Cleaning Is Half The Battle: Launching A Data Science Project

Kevin Feasel (@feaselkl)

http://CSmore.info/on/datascience

Who Am I? What Am I Doing Here?

Catallaxy Services
@feaselkl
Curated SQL
We Speak Linux

Data Adages

  • "Clean" data is an aspiration, not a reality
  • If data is stored in two places, there will inevitably be disagreements
  • You will always have more questions than data
  • Decision-makers will not know their questions until you have enough information to give them; their questions almost invariably cannot be answered by your system
  • Data necessarily abstracts the particulars of time and place and therefore explains a fragment of the underlying reality

Nevertheless, our job is to figure something out.

Process

To deal with these considerations, we build and implement processes. These processes give us structure and help us navigate some of the difficulties in managing data.

In today's talk, we will look at one particular process: the Microsoft Team Data Science Process.

Process

(Source)

Motivation

We will use the Team Data Science Process to uncover interesting information from the 2018 Data Professionals Salary Survey.

At each step of the way, we will walk through implementation details and achieve a better understanding of data professional salaries.

Agenda

  1. Business Understanding
  2. Data Processing
  3. Modeling
  4. Deployment
  5. What's Next?

Business Understanding

Somebody higher up (typically on the business side of the house) wants a data science project done. Your mission is to figure out as much about that person's vision as possible.

The first clue is in understanding the domain. What does the company do? Which industry are we in? What is the common parlance? Which technical terms do people use and what do they mean?

Even if you have a deep knowledge of the domain, you should still find the champion(s) of your project and understand best their vision of success.

Business Understanding

When interviewing your project champion or people on the business side, listen for the following types of questions:

  • How much / how many?
  • Which category does this belong to?
  • How can we segment this data?
  • Is this weird?

  • Which option should I choose?

Each of these is a different type of problem with its own set of statistical techniques and rules. Figuring out which of these is on your champion's mind is critical to delivering the right product.

Business Understanding

Your goal is to nail down a specific problem with a specific answer, narrowing the scope to something achievable.

  • Find a model which predicts quarterly sales to within 5% no later than 30 days into that quarter.
  • Given a title and description for a product, tell me with at least 90% probability a listing category that Amazon will consider valid for this product.
  • Determine which factors most affect the number of years the first owner holds onto our mid-range sedan.

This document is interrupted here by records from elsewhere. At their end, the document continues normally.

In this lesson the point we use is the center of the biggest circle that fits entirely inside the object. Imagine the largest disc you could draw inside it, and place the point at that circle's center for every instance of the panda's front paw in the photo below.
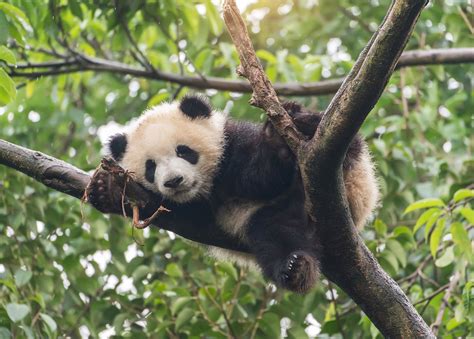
(103, 193)
(299, 272)
(275, 141)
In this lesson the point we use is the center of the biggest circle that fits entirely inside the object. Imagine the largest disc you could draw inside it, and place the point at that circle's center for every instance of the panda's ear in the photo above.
(117, 145)
(195, 106)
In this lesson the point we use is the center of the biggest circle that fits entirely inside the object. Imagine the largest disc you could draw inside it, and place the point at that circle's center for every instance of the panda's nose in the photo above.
(173, 183)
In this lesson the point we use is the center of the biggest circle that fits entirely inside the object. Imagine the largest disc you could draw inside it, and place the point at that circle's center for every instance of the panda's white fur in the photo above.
(157, 133)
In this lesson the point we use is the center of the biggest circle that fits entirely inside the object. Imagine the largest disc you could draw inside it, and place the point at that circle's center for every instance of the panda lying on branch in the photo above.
(240, 177)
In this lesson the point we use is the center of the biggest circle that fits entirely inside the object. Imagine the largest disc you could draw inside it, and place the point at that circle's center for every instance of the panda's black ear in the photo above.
(195, 106)
(117, 145)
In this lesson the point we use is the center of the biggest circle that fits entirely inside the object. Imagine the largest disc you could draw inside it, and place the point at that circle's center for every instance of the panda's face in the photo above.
(173, 149)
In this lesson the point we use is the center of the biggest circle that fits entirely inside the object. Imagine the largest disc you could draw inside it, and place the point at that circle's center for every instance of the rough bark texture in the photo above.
(82, 63)
(68, 179)
(346, 260)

With a specific problem to solve, you can start looking for relevant data. Note that you might need to modify the scope of this problem over time but this at least gives you a starting point for what success looks like.

Business Understanding

Once you have an interesting question, start looking for data. Some of this data will be in-house and could be in databases, Excel, flat files, accessible through APIs, or even in reports.

Your champion will hopefully be able to point you in the right direction, but this part of the process requires legwork.

Business Understanding

Once you have a compendium of data sources, you will want to build a data dictionary, which helps you explain what different pieces of data actually mean. A data dictionary typically tells you:

  • Data type: numeric, string, categorical, binary
  • Data format: CSV, SQL Server table, Hive table, etc.
  • Size of data and number of records
  • Enumeration of valid values (if categorical)
  • Other domain rules (if known)

Business Understanding

Another thing to determine is, where does your end data need to be? Will there be a different engineering team expecting to call a microservice API? Will you get a set of files each day and dump results into a warehouse?

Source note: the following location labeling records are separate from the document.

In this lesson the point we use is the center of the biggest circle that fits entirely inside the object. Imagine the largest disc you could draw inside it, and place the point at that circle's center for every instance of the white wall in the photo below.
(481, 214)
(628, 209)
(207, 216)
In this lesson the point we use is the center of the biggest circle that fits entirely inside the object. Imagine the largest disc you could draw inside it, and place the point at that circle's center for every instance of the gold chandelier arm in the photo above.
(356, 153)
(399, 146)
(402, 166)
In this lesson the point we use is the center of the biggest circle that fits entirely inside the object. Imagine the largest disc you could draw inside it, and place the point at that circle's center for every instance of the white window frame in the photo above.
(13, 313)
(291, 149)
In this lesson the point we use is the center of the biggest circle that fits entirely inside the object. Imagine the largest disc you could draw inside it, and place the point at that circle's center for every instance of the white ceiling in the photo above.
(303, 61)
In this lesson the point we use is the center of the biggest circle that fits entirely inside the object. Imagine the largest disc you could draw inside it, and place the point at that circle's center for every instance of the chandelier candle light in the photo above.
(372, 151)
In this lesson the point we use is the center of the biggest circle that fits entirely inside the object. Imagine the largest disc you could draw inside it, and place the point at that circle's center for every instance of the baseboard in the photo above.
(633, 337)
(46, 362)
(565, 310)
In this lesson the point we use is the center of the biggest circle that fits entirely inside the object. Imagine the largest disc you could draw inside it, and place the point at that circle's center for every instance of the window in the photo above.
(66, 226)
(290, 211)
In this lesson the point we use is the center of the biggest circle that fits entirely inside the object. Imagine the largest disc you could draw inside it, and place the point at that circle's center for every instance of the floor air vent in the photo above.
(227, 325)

This is generally a technical problem that an Engineering group will architect, although your champion might have insight here depending upon how the business side will need to use your results.

Business Understanding

Example

We work for Data Platform Specialists, a company dedicated to providing DBAs and other data platform professionals with valuable market knowledge. We have come into possession of a survey of data professionals and want to build insights that we can share with our client base.

Business Understanding

Example

Business Understanding

Example

Questions we can ask given our domain knowledge:

  • How much money does a DBA make?
  • Which category of DBA (junior, mid-level, senior) does this particular work?
  • How can we segment the DBAs in our survey?
  • Is this many hours per week weird?

  • Which option should I choose as a career path? DBA? Data science? BI?

Business Understanding

Example

Narrowing this down with our champion and other stakeholders, we can get to the following question which we will endeavour to answer:

How much money should we expect a data professional will make?

Business Understanding

Example

As we review the survey data, we can start to see different shapes of data and begin to build a data dictionary.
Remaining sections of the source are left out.